Humanities Computing Unit - Oxford University
BNC: the World Edition, and the BNC Sampler
Humanities Computing Unit Oxford
University of Virginia
What's the plural of "corpus"? In what social situations is "wicked" a term of
approval? Why does it "sound wrong" to say "The good weather set in on Thursday"
although "The bad weather set in on Thursday" is perfectly acceptable? If I can
say "I live a stone's throw away from here", can I also say "I'm going a stone's
throw away from here"?
Large language corpora can help provide answers for these kinds of questions --
if only because they encourage linguists, lexicographers, and all who work with
language to ask them. The purpose of a language corpus is to provide language
workers with evidence of how language is really used, evidence that can then be
used to inform and substantiate individual theories about what words might or
should mean. Traditional grammars and dictionaries tell us what a word "ought to
mean", but only experience can tell us what a word is used to mean. This is why
dictionary publishers, grammar writers, language teachers, and developers of
natural language processing software alike have been turning to corpus evidence
as a means of extending and organizing that experience.
The British National Corpus (BNC) is a collection of over 4000 different text
samples, of all kinds, both written and spoken, containing in all six and a
quarter million sentences, and over 100 million words of current British
English. Work on building the corpus began in 1991, and was completed in 1994.
In 1997, work on a major revision of the corpus was completed, and in 1998 the
British Government agreed to allow distribution of this revised version
The BNC World Edition is now freely available for sale as a set of CD-ROMs
containing the full SGML text of the corpus, together with software and indexes
needed to search it. It can also be accessed via the BNC Online service provided
by the British Library and managed by the OUCS. In addition, and perhaps of most
general interest, a special purpose "sampler" is now available, containing two
million words selected from the whole corpus, half from spoken and half from
In addition to SARA, (the SGML Aware Retrieval Application developed at Oxford to
work with the BNC), the Sampler includes the following other state-of-theart
corpus analysis software tools:
WordSmith, the tool of choice for many corpus linguists: developed at
Liverpool University by Mike Scott, and distributed by OUP (Windows 95
XKwic, tool of choice for corpus linguists in the Unix Environment:
developed at the University of Stuttgart by Uli Heid;
CUE, a new XML-based corpus utility developed at Birmingham University
by Oliver Mason.
The Sampler also comes complete with detailed documentation in HTML format, some
additional data files (notably a selection of treebanked data prepared at
Lancaster University, and some sample digitized audio files)

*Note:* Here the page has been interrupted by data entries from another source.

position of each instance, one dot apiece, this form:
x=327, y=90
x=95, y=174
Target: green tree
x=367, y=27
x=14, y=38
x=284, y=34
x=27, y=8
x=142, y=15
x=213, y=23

This presentation will introduce the Sampler and its contents, demonstrating how
the tools provided can be used to cater for a variety of needs, whether of
language teachers and learners or researchers in general. It will focus on uses
made of the SARA system by advanced language learners, and the pedagagogic
implications of the learning styles this system encourages.
If this content appears in violation of your intellectual property rights, or you see errors or omissions, please reach out to Scott B. Weingart to discuss removing or amending the materials.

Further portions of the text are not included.